Berlin -  Dieser Bildschirm dreht sich. Wo immer man sich im Raum befindet, da zeigt das Display hin. Mit dem neuen Echo Show 10 hat Amazon das über Jahre unveränderte Prinzip seiner vernetzten Lautsprecher mit Display angepackt. Kameras, Mikrofone, Software und ein Motor arbeiten nun zusammen – damit der Blick immer auf das Display fällt.

Wieviel Drehen ist zuviel Drehen?

Im Ruhezustand steht der Echo Show 10 still. Spricht man Alexa an, dreht sich das Display zu einem hin. Und dann schwenkt der Bildschirm mit – egal, ob man sich Informationen von Alexa anzeigen lässt, zum Kochen einem Rezept folgen muss, sich ein Video anschaut oder in einer Videokonferenz ist.

Die Bewegung wirkt lautlos, da Amazon sich für einen bürstenfreien Motor entschieden hat. Bei Videokonferenzen nutzt die Kamera digitalen Zoom, um den Nutzer prominenter ins Bild zu bringen.

Dessen Position ermittelt der neue Echo Show 10 durch ein Zusammenspiel von Mikrofonen und der Kamera am Rand des Bildschirms. Dabei war Amazon nach eigenen Angaben ausdrücklich darauf bedacht, nicht zu viele Informationen zu sammeln. Die Software ist darauf trainiert, lediglich Konturen eines Menschen zu erkennen, aber keine Details. Die gesamte Rechenarbeit dafür werde ausschließlich auf dem Gerät selbst erledig, sagt Nedim Fresko, der bei Amazon für Alexa-Geräte zuständig ist. Die Kamera kann mit einer Schiebe-Klappe abgedeckt werden.

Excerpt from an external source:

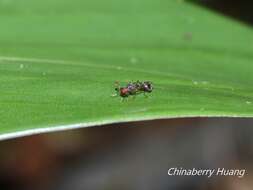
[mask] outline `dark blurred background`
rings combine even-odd
[[[251,1],[189,0],[253,24]],[[0,187],[18,190],[251,190],[253,119],[113,124],[0,142]],[[246,169],[238,177],[171,177],[170,167]]]
[[[113,124],[0,143],[1,189],[251,190],[253,119]],[[168,176],[171,167],[246,169],[246,176]]]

Die zurückgestufte Bilderkennung hat zur Folge, dass der Echo Show nicht zwischen einzelnen Nutzern unterscheidet. „Wir machen keine Gesichtserkennung oder ähnliches“, sagt Fresko. In einem Haushalt mit mehreren Personen kann das seine Tücken haben: Verlässt man das Blickfeld des Geräts, dreht es sich, bis die Kamera auf den nächsten Menschen trifft, egal, wer es ist.

Eine Herausforderung sei auch gewesen, die richtige Balance bei der Justierung des Blickwinkels zu finden, sagt Fresko. Am Anfang der Entwicklung habe man den Echo Show schon bei der kleinsten Bewegung nachzucken lassen. Jetzt wartet das Gerät auf größere Veränderungen.

Denn die Software merkt, dass der Mensch nicht mehr im Blickfeld ist und sucht nach ihm. Amazon habe die Software bereits darauf trainiert, eine Handbewegung vor der Kamera zu erkennen, das funktioniere jedoch noch nicht immer, räumt Fresko ein.

Über die Alexa-App kann der Echo Show 10 auch genutzt werden, um von anderswo ins Zimmer reinzuschauen. Bei dieser Live-Übertragung bleibt es aber auch: Weder kann man Aufnahmen machen, noch hat das Gerät automatisierte Funktionen von Sicherheitskameras.

Bei allen Einschränkungen schlägt der Echo Show ein neues Kapitel in der Interaktion zwischen dem vernetzten Zuhause und seinen Bewohnern auf: ein Gerät, das seine Kamera nutzt, um auf Handlungen des Menschen zu reagieren.

Und es könnte nicht das einzige seiner Art bleiben. Dem Finanzdienst Bloomberg zufolge arbeitete auch Apple an einem ähnlichen Konzept mit einem iPad-Tablet auf einem mechanischen Arm. Und dann gibt es noch seit einiger Zeit Spekulationen über Amazons Pläne für einen Haushaltsroboter.

Bis es soweit ist, gibt es den Echo Show 10 (3. Generation) in den Farben Anthrazit und Weiß. Das Verfolger-Display kostet 249,99 Euro. Der Verkauf erfolgt aktuell nur nach Deutschland und Österreich.